How water treatment works

A demineralized water production system for sterile processing combines several components. The DGSV expert committee explains the individual treatment stages in recommendation no. 17. These include filters, ion exchangers, reverse osmosis systems, membrane degassing, electro-deionization systems (EDI), mixed-bed exchangers and a tank for the finished deionized water. Monitor water parameters at various points in the process to ensure measured values meet the correct limits. Redundant system design and an emergency bypass system keep operations running smoothly even in the event of a failure.

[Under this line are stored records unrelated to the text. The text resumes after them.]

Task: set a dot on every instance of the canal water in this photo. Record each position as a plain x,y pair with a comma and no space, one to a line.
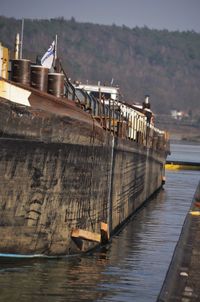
131,268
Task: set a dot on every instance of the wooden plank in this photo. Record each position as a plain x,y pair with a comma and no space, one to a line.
86,235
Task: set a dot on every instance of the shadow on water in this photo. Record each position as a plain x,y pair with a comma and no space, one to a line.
131,268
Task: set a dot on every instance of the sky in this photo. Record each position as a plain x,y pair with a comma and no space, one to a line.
182,15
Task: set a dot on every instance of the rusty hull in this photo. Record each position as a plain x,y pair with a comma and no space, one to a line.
60,170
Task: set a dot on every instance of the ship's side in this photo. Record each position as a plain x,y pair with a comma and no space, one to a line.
59,174
69,179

With HeylNeomeris for optimum water quality

In order to bring an existing water treatment system up to date, a comprehensive analysis is first required. This requires consideration of many factors, from the water source to the operating personnel. An independent expert company can carry out this analysis to identify weak points and suggest improvements. The aim is to make optimum use of existing systems and, if necessary, incorporate new technologies or specialist companies. Such adaptations can be carried out in both large hospitals and smaller clinics, as a reference project in Hanover shows.

Legal certainty in reprocessing? Only with up-to-date water treatment!

In summary, it can be said that the limit values in DIN EN 285 for water treatment during steam sterilization are no longer up to date. They can lead to instrument damage and high operating costs, which impairs the safety of processes and therefore legal certainty in medical facilities. The DGSV expert committee sets new, up-to-date limit values. Find out about the necessary adjustments in your facility, as legally compliant reprocessing requires compliance with current standards.